Scholz se volvió de nuevo hacia la pantalla. Una carroza de carnaval decorada con mucho detalle, coronada con un Ford-T negro con la palabra POLIZEI escrita con torpeza con pintura blanca a un lado y flanqueado por veinte o treinta hombres y mujeres vestidos de agentes de los Keystone Cops, avanzaba lentamente por una calle abarrotada de gente. Los Keystone Cops chocaban continuamente entre ellos, tropezaban, derramaban cubos de espumillón sobre la gente y se atizaban los unos a los otros con grandes porras de goma, mientras otros echaban puñados de caramelos a la muchedumbre, todo ello en medio de un caos cuidadosamente coreografiado.
—Eso fue hace tres años. Ganó premios con esta carroza —dijo Rudi, poco dispuesto a ayudar.
—Ya sé que ganó un premio —dijo Scholz—. Pero no tenía idea de que fue el burro de Hasek el que lo organizó ese año. —Su humor se ensombreció todavía más. Todos tenían muy claro que Benni Scholz era el hombre adecuado para esta misión; todos le conocían por su sentido del humor descabellado. Era el hombre ideal para organizar la carroza de la Policía de Colonia para el Karneval. Hubiera preferido encargarse de otra docena de casos de asesinato.
—¿Has seleccionado ya las maquetas para las cabezas? —le preguntó a Rudi. El Kommissar Rudi Schaeffer, de la división municipal de tráfico y viejo amigo de Scholz, se había ofrecido voluntario como ayudante de organización. De hecho, fue Scholz quien lo reclutó como voluntario. No tenía sentido sufrir a solas, pensó.
—Desde luego —Rudi esbozó una sonrisa bonachona—. Tengo el prototipo ahí fuera…
Scholz contemplaba, desanimado, cómo la carroza perfecta y galardonada proseguía su avance inmaculado. Rudi volvió a aparecer con la cabeza embutida dentro de una masa de papel maché.
—¿Qué cojones…? —exclamó Scholz volviéndose en su silla—. Permíteme que lo repita, para que quede más claro: ¿qué cojones se supone que es esto?
—Un toro… —dijo Rudi, con tono lastimoso y la voz amortiguada por la cabeza de la maqueta—. Exactamente lo que tú has pedido. Ya sabes, es la broma: nos vestimos todos de bullen.
Rudi hacía referencia al nombre peyorativo en alemán que reciben los agentes de policía. Los norteamericanos y los británicos los llamaban pigs; los franceses les flics; los alemanes, bullen.
Benni Scholz era considerablemente más bajo que Rudi Schäffer y tuvo que estirarse para rodear con el brazo los hombros de su colega. Rudi volvió su enorme cabeza de papel maché hacia él.
—Rudiger, querido amigo —dijo Scholz—, tengo muy presente que eres de Bergisch-Gladbach, y por ello soy más indulgente contigo, de veras. Pero estoy convencido de que, ni siquiera en tus años de formación pudiste ver un toro, una vaca o alguna otra forma de ganado que se pareciera ni remotamente a esa cosa que llevas en la cabeza y que no sé qué se supone que es. Bueno, a menos que Bergisch-Gladbach sea una ciudad hermana de Chernobyl.

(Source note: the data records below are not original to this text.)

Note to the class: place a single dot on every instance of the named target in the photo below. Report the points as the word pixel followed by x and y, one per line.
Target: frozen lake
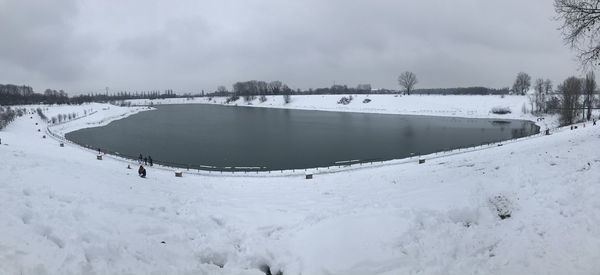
pixel 198 135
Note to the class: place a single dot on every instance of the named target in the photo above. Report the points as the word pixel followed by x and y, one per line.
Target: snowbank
pixel 64 212
pixel 475 106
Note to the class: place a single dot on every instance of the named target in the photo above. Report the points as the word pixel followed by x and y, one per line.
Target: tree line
pixel 11 94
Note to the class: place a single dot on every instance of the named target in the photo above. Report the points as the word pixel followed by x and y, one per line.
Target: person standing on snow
pixel 142 171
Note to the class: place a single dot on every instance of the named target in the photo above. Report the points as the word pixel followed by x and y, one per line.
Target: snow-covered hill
pixel 65 212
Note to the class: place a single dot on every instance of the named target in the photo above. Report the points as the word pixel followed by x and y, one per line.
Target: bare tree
pixel 581 27
pixel 522 83
pixel 570 91
pixel 589 87
pixel 221 90
pixel 408 80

—Sólo es una maqueta… —contestó Rudi a la defensiva desde el agujero de la cabeza.
En aquel momento, un joven detective irrumpió en el despacho de Scholz. Hizo una breve pausa, mirando la escena de Scholz abrazado a un oficial de uniforme con una cabeza de juguete. Scholz retiró el brazo.
—¿Podrías decirme qué se supone que es esta cabeza? —le preguntó Scholz al joven agente.
—Yo qué sé, Benni… ¿el Hombre Elefante?
Rudi se marchó sigilosamente con su enorme maqueta de cabeza agachada.
—¿Qué ocurre, Kris? —preguntó Scholz al joven detective.
—El restaurante Biarritz de la Wolfsstrasse. Alguien ha reducido a picadillo a un miembro del personal de la cocina con un cuchillo de carnicero.